2nd Workshop on Advances in Language and Vision Research (ALVR)

In conjunction with NAACL 2021
June 11st 2021 (Full Day)
Location: Virtual

Photo by Manuel Arroyo on Unsplash

2nd Workshop on Advances in Language and Vision Research

Language and vision research has attracted great attention from both natural language processing (NLP) and computer vision (CV) researchers. Gradually, this area is shifting from passive perception, templated language, and synthetic imagery/environments to active perception, natural language, and photo-realistic simulation or real world deployment. Thus far, few workshops on language and vision research have been organized by groups from the NLP community. We are organizing the second workshop on Advances in Language and Vision Research (ALVR) in order to promote the frontier of language and vision research and to bring interested researchers together to discuss how to best tackle and solve real-world problems in this area.
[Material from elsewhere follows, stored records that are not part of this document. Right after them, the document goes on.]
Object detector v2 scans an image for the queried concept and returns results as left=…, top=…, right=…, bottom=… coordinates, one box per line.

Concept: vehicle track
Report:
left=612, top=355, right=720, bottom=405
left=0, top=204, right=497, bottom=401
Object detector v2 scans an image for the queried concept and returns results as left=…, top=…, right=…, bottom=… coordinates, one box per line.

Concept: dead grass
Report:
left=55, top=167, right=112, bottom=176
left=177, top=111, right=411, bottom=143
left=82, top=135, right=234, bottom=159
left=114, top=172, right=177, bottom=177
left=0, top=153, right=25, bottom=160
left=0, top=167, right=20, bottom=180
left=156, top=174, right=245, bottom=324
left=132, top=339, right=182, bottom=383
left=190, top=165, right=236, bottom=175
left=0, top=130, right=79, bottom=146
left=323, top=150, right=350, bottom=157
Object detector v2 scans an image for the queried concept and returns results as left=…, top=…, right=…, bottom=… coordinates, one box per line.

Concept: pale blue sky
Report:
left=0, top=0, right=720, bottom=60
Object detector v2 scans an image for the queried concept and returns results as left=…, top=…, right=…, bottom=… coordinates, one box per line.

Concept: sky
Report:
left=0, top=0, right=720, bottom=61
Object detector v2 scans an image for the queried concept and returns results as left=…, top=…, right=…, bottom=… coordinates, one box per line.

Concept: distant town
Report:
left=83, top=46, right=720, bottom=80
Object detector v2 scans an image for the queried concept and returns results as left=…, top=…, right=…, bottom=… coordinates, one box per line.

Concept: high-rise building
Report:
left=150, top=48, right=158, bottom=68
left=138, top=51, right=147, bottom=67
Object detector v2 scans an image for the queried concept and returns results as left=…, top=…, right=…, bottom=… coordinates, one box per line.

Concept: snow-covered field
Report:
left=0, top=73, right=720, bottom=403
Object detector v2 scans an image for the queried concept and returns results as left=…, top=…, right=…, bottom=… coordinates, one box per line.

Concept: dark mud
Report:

This workshop covers (but is not limited to) the following topics:

  • New tasks and datasets that provide real-world solutions in the intersection of NLP and CV;
  • Language-guided interaction with the real world, such as navigation via instruction following or dialogue;
  • External knowledge integration in visual and language understanding;
  • Visually grounded multilingual study, for example multimodal machine translation;
  • Shortcomings of existing language and vision tasks and datasets;
  • Benefits of using multimodal learning in downstream NLP tasks;
  • Self-supervised representation learning in language and vision;
  • Transfer learning (including few/zero-shot learning) and domain adaptation;
  • Cross-modal learning beyond image understanding, such as video and audio;
  • Multidisciplinary study that may involve linguistics, cognitive science, robotics, etc.

Important Dates

  • Archival track:
    • Paper Submission Due Date: March 22, 2021
    • Notification of acceptance: April 15, 2021
    • Camera-ready papers due: April 26, 2021
  • Non-archival track:
    • Paper Submission Due Date: April 30, 2021
    • Notification of acceptance: May 14, 2021
    • Camera-ready papers due: May 24, 2021
  • Workshop Date: June 11, 2021


The workshop includes an archival and a non-archival track on topics related to language-and-vision research. For both tracks, the reviewing process is single-blind. That is, the reviewer will know the authors but not the other way around. Submission is electronic, using the Softconf START conference management system. The submission site will be available at https://www.softconf.com/naacl2021/alvr2021.

Archival Track

The archival track follows the NAACL short paper format (https://2021.naacl.org/calls/papers/#short-papers). Submissions to the archival track may consist of up to 4 pages of content (excluding references) in NAACL format (style sheets are available below), plus extra space for an optional ethics/broader impact statement and unlimited references. Accepted papers will be given 5 content pages for the camera-ready version. Authors are encouraged to use this additional page to address reviewers’ comments in their final versions. The accepted papers to the archival track will be included in the NAACL 2021 Workshop Proceedings. The archival track does not accept double submissions, e.g., no previously published papers or concurrent submissions to other conferences or workshops.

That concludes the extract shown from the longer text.